In industrial settings, the risk is equally stark. Cyber-physical attacks on European manufacturing plants in June 2024 exploited weak IIoT communication protocols, manipulating machinery and halting production lines entirely. The average cost of a manufacturing sector data breach reached $4.97 million in 2024 — and that figure doesn't include production downtime, supply chain disruption, or long-term reputational damage.
This is no longer a niche concern for critical infrastructure teams. It's a board-level risk for any organization that operates physical facilities connected to digital systems — which, in 2025, is nearly every organization.
Five Things Your Security Team Should Do This Quarter
Priority Action List — Cyber-Physical Security
01
Audit your physical device inventory. You can't protect what you can't see. Create a complete inventory of every IP-connected physical security device — cameras, access panels, sensors, intercoms — and map them to network zones. Treat unmanaged devices as active vulnerabilities.
02
Segment your physical security network. IoT and physical security devices should never share a flat network with corporate systems. Network segmentation limits lateral movement — organizations that implement it reduce breach costs by 35%. It's one of the highest-ROI controls available.
03
Eliminate default credentials immediately. The UK's PSTI Act, which came into effect in April 2024, legally bans default passwords on connected devices. Even if you're not UK-regulated, the principle is non-negotiable. One in five IoT devices still ships with factory defaults. That's an open invitation.
04
Establish a firmware patching cadence. Physical security devices need patching just like servers do. Assign ownership, track CVEs relevant to your hardware, and define an acceptable patch window. Legacy devices that can't be patched should be isolated or replaced — not ignored.
05
Run cross-functional tabletop exercises. Most incident response plans treat physical and digital threats separately. Run scenarios where a compromised badge reader leads to a network breach, or where a camera exploit enables physical intrusion. The convergence is real. Your playbooks should reflect it.
The Bottom Line
The hacked door in the opening scenario isn't a hypothetical. Variants of it have happened in corporate campuses, hospitals, government buildings, and smart city infrastructure — often going undetected for months, because the security team was watching the firewall logs, not the door controller event logs.

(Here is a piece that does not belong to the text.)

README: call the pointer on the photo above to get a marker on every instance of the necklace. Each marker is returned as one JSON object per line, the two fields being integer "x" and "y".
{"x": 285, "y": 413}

Cyber-physical security isn't a specialty vertical anymore. It's a fundamental dimension of organizational risk. The companies that understand this are already running unified security programs that treat a compromised IP camera the same way they'd treat a compromised endpoint — with the same urgency, the same visibility, and the same response protocols.
The ones that don't? They're leaving a door open. Literally.